Attack Surface Management , Network Firewalls, Network Access Control , Network Performance Monitoring & Diagnostics
Hackers Prowling for Unencrypted BIG-IP Cookies, Warns CISA
Agency Says Cookies Could Help Attackers Find Network Assets, VulnerabilitiesUnencrypted cookies tied to a suite of secure gateway technology from F5 are gateways for hackers to reach internal devices on corporate networks, warns the Cybersecurity and Infrastructure Security Agency.
See Also: Network Security Buyer’s Guide: The Definitive Guide to Creating Security RFPs That Get Results
The U.S. federal cybersecurity agency said Thursday it spotted hackers using persistent F5 BIG-IP cookies inserted by Local Traffic Manager software - an application the Seattle company describes as foundational for its application delivery and security product.
"A malicious cyber actor could leverage the information gathered from unencrypted persistence cookies to infer or identify additional network resources and potentially exploit vulnerabilities found in other devices present on the network," CISA warned.
BIG-IP uses persistent cookies as a traffic load-balancing convenience. The persistent cookie assigns each device into a server pool, avoiding having to recalculate optimal routing for each session. "Of course, the trade-off for speed is security, since the server is sending an internal IP address and port to the client," Security Risk Advisors warned in a 2018 blog post, underscoring how unencrypted cookies in the BIG-IP suite have long been a vector for hacking.
CISA recommended enterprises follow F5 guidance on configuring BIG-IP to encrypt HTTP cookies before sending them to the client system.
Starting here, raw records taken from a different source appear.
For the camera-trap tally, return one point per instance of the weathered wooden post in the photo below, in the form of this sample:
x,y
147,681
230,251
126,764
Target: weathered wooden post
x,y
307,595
It also highlighted a tool developed by F5 dubbed BIG-IP iHealth for running diagnostics and identifying configuration issues.
Network edge devices, which often have patchy endpoint protection and proprietary software that complicates vulnerability detection, have increasingly become a target of state-sponsored hackers and global cybercriminals (see: The Peril of Badly Secured Network Edge Devices).
F5 - along with network edge appliance manufactures Cisco, Citrix, Fortinet, Ivanti and Zyxel - is no stranger to the exploits of skilled hackers. Researchers at Eclypsium in May found vulnerabilities in the next generation of BIP-IP, which F5 calls BIG-IP Next (see: Report: Undetectable Threats Found in F5's Central Manager).
"Management systems for network infrastructure such as F5 BIG-IP are prime targets for attackers and require extra vigilance," Eclypsium stressed.